The Pennsylvania Supreme Court has agreed to hear arguments over which factors are required to disqualify someone from possessing a firearm.

In Navarro v. Pennsylvania State Police, the justices granted allocatur Dec. 18 to review a Commonwealth Court ruling that an administrative law judge of the state Attorney General's Office improperly denied plaintiff Richard Navarro's application for return of a firearm without showing that the weapon was involved in interstate or foreign commerce.
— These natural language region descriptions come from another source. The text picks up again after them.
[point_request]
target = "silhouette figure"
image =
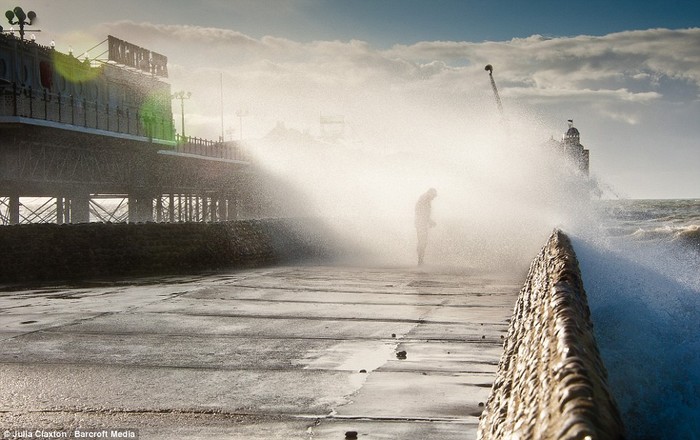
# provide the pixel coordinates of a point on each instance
(424, 221)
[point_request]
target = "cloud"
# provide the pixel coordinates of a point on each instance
(622, 84)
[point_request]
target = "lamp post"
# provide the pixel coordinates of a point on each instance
(182, 95)
(17, 16)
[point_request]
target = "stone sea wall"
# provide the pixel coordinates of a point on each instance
(50, 252)
(551, 382)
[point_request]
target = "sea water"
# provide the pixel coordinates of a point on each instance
(641, 271)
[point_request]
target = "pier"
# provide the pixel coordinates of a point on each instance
(273, 353)
(310, 351)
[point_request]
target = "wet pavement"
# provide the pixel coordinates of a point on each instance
(274, 353)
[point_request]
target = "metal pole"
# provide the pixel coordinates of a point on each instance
(489, 68)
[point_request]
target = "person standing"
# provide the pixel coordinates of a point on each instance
(424, 221)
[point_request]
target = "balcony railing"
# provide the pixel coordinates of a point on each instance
(66, 109)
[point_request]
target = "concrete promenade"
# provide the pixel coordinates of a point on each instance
(303, 352)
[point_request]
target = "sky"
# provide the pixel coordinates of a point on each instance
(412, 72)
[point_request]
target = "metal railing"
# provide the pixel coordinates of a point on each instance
(41, 104)
(208, 148)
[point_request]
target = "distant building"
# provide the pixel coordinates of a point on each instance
(125, 94)
(571, 148)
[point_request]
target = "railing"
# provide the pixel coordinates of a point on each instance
(66, 109)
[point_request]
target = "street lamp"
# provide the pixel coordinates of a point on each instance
(182, 95)
(21, 18)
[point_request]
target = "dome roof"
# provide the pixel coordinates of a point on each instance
(572, 132)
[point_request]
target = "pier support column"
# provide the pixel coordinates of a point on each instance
(14, 209)
(80, 208)
(140, 208)
(61, 211)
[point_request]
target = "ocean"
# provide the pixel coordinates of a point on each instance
(641, 270)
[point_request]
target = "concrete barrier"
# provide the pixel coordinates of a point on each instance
(551, 382)
(50, 252)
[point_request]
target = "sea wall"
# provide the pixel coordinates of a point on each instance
(551, 382)
(50, 252)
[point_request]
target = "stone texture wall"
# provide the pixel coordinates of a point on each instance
(50, 252)
(551, 382)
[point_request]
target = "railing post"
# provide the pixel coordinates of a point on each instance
(14, 99)
(31, 103)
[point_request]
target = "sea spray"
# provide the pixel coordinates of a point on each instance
(642, 281)
(500, 192)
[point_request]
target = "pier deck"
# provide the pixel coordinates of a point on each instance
(274, 353)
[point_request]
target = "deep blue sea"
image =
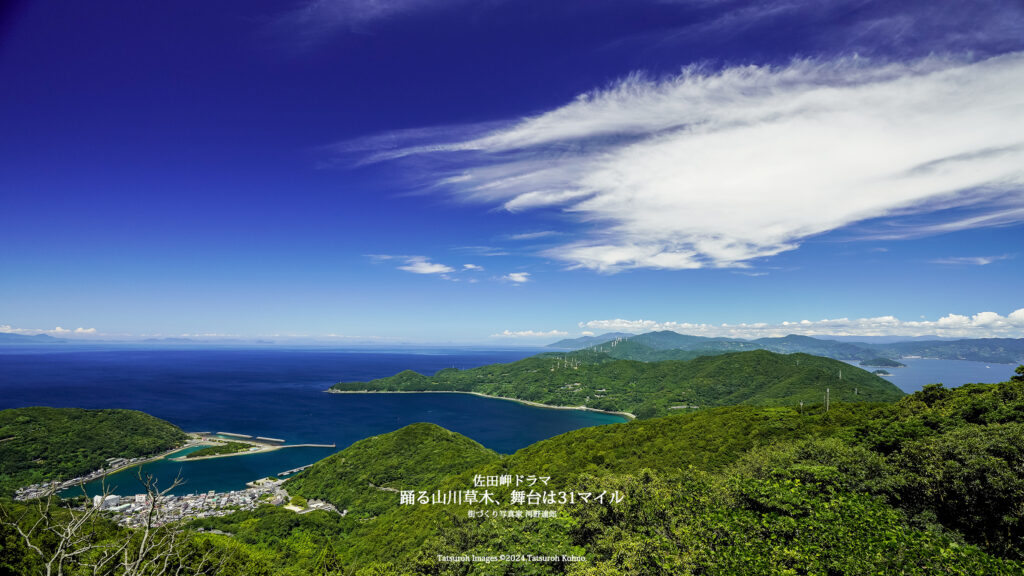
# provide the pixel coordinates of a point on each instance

In November 2013, Navarro pleaded guilty to two first-degree misdemeanor counts of forgery and was sentenced to 24 months of probation, according to the lower court's May opinion. In October 2016, Navarro submitted an application for return of a firearm and was denied after a Pennsylvania Instant Check System report, which listed him as disqualified based on his 2013 convictions.
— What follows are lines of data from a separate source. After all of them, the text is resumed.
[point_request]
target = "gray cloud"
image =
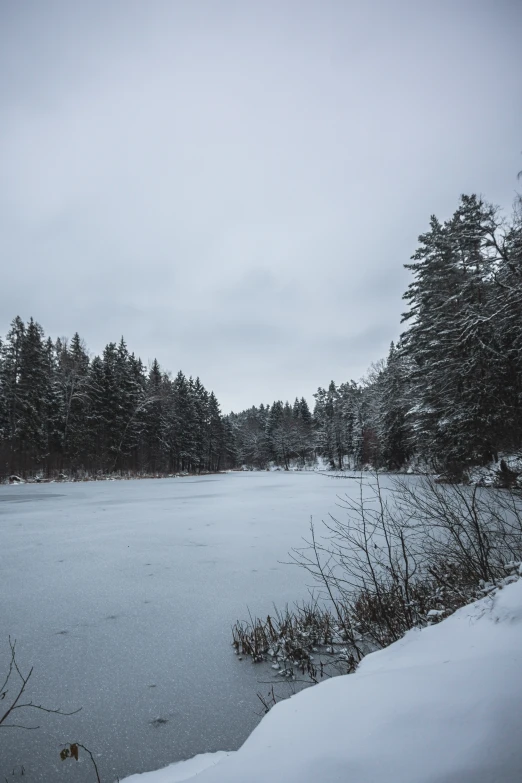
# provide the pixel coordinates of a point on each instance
(235, 186)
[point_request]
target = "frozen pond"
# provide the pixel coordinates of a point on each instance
(122, 595)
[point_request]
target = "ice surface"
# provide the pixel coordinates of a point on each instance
(442, 705)
(122, 595)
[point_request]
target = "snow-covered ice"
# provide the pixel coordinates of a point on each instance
(122, 596)
(442, 705)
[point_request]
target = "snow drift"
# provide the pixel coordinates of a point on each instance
(442, 705)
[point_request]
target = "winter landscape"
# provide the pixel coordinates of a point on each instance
(260, 391)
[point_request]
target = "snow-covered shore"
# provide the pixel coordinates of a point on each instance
(442, 705)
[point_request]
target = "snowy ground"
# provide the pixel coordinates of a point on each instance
(440, 706)
(122, 595)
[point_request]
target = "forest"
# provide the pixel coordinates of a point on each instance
(447, 396)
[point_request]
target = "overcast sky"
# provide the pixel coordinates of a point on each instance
(235, 186)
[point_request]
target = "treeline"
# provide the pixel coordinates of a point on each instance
(61, 411)
(449, 394)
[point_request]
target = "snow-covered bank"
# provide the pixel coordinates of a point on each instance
(442, 705)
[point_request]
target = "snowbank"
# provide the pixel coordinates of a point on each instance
(442, 705)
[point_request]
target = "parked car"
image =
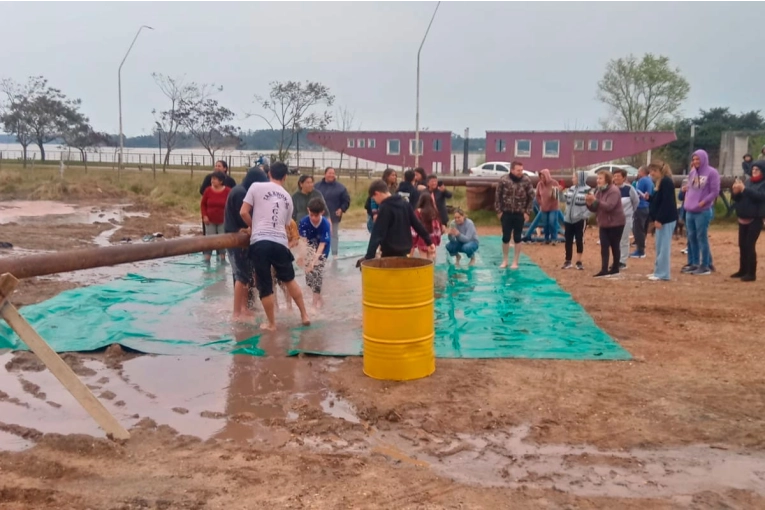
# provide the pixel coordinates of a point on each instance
(631, 170)
(494, 169)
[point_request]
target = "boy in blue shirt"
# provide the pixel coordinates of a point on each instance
(316, 231)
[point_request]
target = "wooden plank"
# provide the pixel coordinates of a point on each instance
(55, 364)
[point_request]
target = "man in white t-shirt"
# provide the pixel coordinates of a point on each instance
(267, 210)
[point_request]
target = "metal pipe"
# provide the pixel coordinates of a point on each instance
(76, 260)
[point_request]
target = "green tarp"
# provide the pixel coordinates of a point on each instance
(180, 307)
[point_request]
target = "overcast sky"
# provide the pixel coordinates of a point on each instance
(487, 64)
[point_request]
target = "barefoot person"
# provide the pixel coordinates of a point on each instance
(513, 202)
(238, 257)
(392, 231)
(749, 202)
(267, 209)
(463, 238)
(315, 232)
(213, 207)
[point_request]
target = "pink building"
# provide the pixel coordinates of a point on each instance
(394, 148)
(560, 150)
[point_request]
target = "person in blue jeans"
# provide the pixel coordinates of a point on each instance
(700, 197)
(463, 238)
(663, 213)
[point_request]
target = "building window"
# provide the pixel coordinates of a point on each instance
(551, 149)
(523, 148)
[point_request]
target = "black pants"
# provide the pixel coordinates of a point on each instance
(639, 228)
(747, 245)
(574, 231)
(610, 239)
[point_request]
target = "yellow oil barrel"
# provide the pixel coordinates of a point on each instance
(398, 318)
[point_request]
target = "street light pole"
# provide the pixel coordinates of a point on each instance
(119, 92)
(417, 120)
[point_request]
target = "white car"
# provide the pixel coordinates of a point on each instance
(494, 169)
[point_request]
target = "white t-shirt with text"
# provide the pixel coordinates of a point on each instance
(271, 212)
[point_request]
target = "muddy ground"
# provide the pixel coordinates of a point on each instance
(680, 426)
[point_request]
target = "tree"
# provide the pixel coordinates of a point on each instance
(83, 137)
(344, 120)
(181, 95)
(209, 123)
(38, 113)
(642, 94)
(290, 105)
(710, 125)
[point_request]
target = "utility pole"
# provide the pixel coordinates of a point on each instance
(417, 120)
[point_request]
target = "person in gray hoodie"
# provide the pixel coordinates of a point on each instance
(575, 219)
(630, 203)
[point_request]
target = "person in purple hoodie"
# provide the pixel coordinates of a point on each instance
(703, 189)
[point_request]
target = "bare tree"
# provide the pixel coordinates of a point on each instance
(181, 95)
(641, 94)
(290, 106)
(36, 112)
(344, 122)
(209, 123)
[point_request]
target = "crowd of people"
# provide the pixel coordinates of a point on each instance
(410, 219)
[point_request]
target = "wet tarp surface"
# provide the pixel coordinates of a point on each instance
(180, 307)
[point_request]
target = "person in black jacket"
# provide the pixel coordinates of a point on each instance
(440, 194)
(220, 166)
(408, 190)
(662, 210)
(392, 231)
(749, 202)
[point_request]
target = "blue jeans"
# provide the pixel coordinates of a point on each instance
(456, 247)
(697, 226)
(551, 225)
(661, 267)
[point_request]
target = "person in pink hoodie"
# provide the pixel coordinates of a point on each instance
(547, 198)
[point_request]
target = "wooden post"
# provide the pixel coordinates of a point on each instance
(55, 364)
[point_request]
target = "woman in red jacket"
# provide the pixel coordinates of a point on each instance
(213, 209)
(606, 203)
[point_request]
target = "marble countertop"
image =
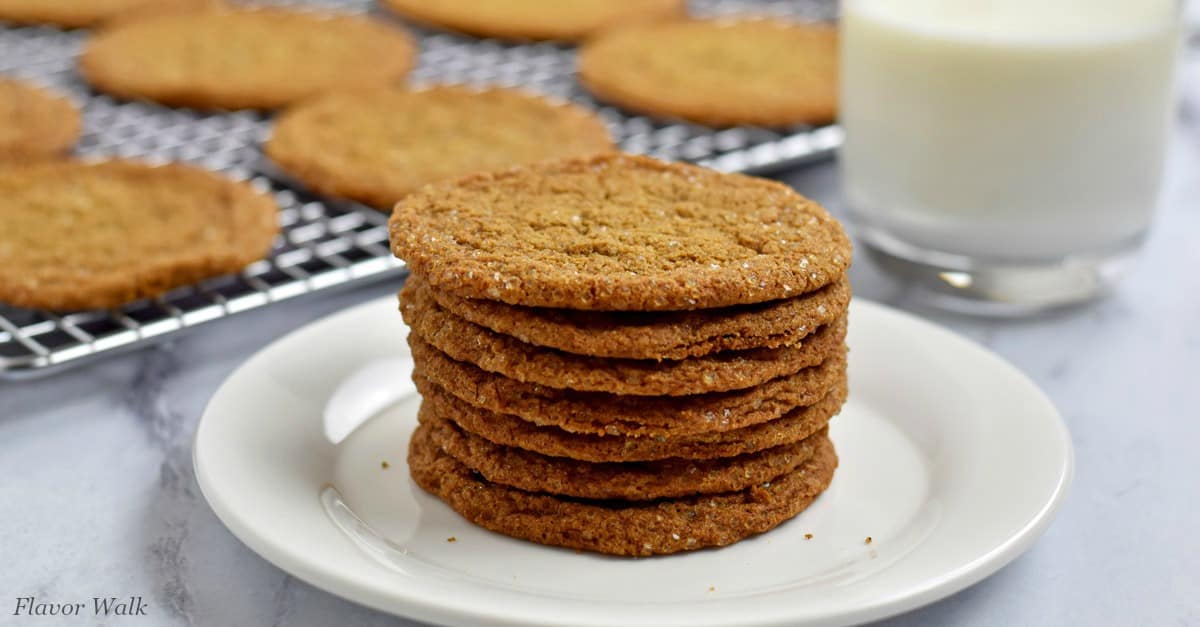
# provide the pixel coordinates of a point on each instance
(100, 499)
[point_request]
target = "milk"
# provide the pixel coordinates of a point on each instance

When Navarro challenged the decision, he was informed in a letter from the Pennsylvania State Police that his application had been denied pursuant to Section 922(g) of the federal Gun Control Act (GCA). Navarro appealed and, in 2017, an ALJ, agreeing with the PSP's decision, denied his application.
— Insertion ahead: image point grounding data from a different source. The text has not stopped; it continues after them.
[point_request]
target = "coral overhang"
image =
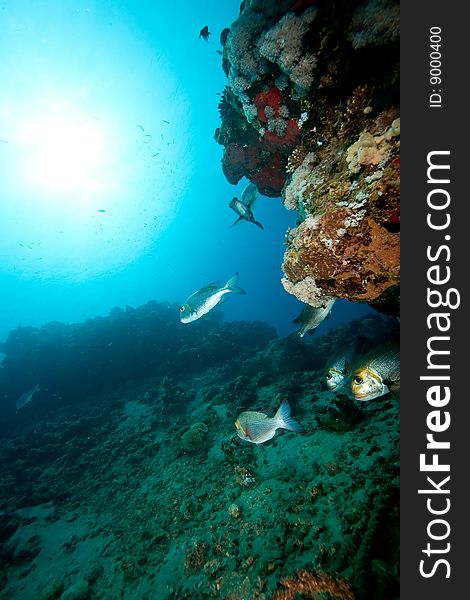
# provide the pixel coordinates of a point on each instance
(313, 89)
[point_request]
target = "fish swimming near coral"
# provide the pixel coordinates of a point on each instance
(377, 374)
(258, 428)
(243, 206)
(205, 299)
(338, 368)
(27, 397)
(311, 316)
(205, 33)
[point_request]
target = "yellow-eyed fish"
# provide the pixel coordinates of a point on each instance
(243, 206)
(311, 316)
(205, 299)
(377, 373)
(338, 368)
(259, 428)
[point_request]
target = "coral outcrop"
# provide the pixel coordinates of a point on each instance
(143, 484)
(311, 113)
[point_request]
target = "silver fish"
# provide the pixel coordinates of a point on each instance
(310, 317)
(243, 206)
(205, 299)
(339, 367)
(26, 398)
(258, 428)
(377, 373)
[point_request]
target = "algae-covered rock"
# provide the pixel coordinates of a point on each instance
(52, 590)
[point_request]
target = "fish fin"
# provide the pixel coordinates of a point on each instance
(249, 194)
(312, 331)
(232, 285)
(256, 432)
(284, 419)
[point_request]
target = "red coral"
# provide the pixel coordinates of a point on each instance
(271, 177)
(272, 98)
(238, 160)
(289, 140)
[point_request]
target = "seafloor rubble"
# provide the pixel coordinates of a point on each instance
(311, 113)
(143, 485)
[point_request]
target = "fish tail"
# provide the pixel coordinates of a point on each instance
(285, 421)
(232, 285)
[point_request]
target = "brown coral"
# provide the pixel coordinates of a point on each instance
(355, 267)
(310, 585)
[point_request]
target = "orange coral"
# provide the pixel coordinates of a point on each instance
(310, 585)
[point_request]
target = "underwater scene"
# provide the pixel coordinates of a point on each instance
(200, 332)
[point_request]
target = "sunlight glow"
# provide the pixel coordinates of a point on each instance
(63, 154)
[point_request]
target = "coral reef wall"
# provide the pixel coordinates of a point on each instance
(311, 113)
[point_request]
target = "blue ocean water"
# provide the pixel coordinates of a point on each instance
(112, 192)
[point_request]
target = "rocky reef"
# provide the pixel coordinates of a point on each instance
(144, 485)
(311, 113)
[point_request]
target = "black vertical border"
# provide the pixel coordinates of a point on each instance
(426, 128)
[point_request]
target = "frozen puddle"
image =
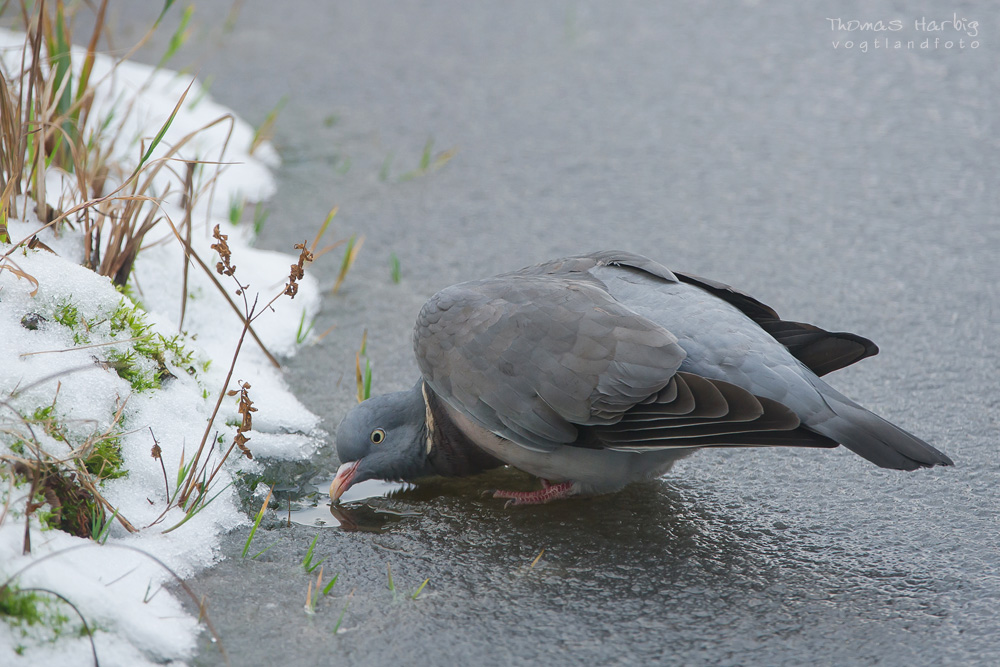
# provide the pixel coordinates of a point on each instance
(352, 513)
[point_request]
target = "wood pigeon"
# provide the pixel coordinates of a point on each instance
(596, 371)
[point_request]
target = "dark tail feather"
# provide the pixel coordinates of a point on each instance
(872, 437)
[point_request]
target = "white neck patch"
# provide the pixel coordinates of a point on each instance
(428, 418)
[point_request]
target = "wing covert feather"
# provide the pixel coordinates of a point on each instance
(532, 357)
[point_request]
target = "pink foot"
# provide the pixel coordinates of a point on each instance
(545, 494)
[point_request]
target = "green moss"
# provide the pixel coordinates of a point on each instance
(105, 460)
(46, 418)
(130, 369)
(67, 314)
(26, 609)
(20, 608)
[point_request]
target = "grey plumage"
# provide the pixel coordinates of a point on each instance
(603, 369)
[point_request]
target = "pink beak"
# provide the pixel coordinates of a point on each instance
(343, 479)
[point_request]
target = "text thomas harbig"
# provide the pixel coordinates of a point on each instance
(952, 33)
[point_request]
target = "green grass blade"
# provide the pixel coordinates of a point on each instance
(256, 523)
(417, 592)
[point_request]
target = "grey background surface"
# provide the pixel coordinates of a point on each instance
(852, 189)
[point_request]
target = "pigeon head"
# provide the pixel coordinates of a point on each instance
(383, 438)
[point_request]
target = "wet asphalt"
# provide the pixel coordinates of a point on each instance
(851, 187)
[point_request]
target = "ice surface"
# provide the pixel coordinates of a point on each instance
(118, 587)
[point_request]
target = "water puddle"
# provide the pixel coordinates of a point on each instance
(359, 508)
Judge Christine Fizzano Cannon, writing for a unanimous three-judge Commonwealth Court panel in May, said the Pennsylvania Uniform Firearms Act (PUFA) requires the PSP to determine whether a potential purchaser or transferee of a firearm has a criminal history that disqualifies them under state or federal law. Triggering of Section 922(g) of the GCA, meanwhile, requires proof of two things: (1) a disqualifying conviction, and (2) that the firearm at issue was involved in interstate or foreign commerce.

“Therefore, per the language of the statute, without proof that the firearm sought to be purchased, possessed, or received moved in interstate commerce, GCA Section 922(g) would not apply regardless of whether or not the individual in question had a disqualifying criminal offense,” Cannon said. “Such proof need not be extensive, but it must be present in some form to trigger the application of Section 922(g).”

Cannon, joined by Judge Robert Simpson and Senior Judge Bonnie Brigance Leadbetter, said the ALJ improperly denied Navarro's application without making any findings that the weapon was involved in interstate or foreign commerce. The court vacated the ALJ's decision and remanded for further proceedings.

On appeal to the Supreme Court, the state is asking the justices whether the Commonwealth Court was wrong to upend the ALJ's decision since PUFA itself does not require a showing that the firearm in question was involved in interstate or foreign commerce.

A spokesman for the State Police said the office does not comment on pending litigation.

Navarro, who is pro se, said he thought it was a good thing that the Supreme Court had agreed to hear the case.

“I hope my argument was convincing,” he said.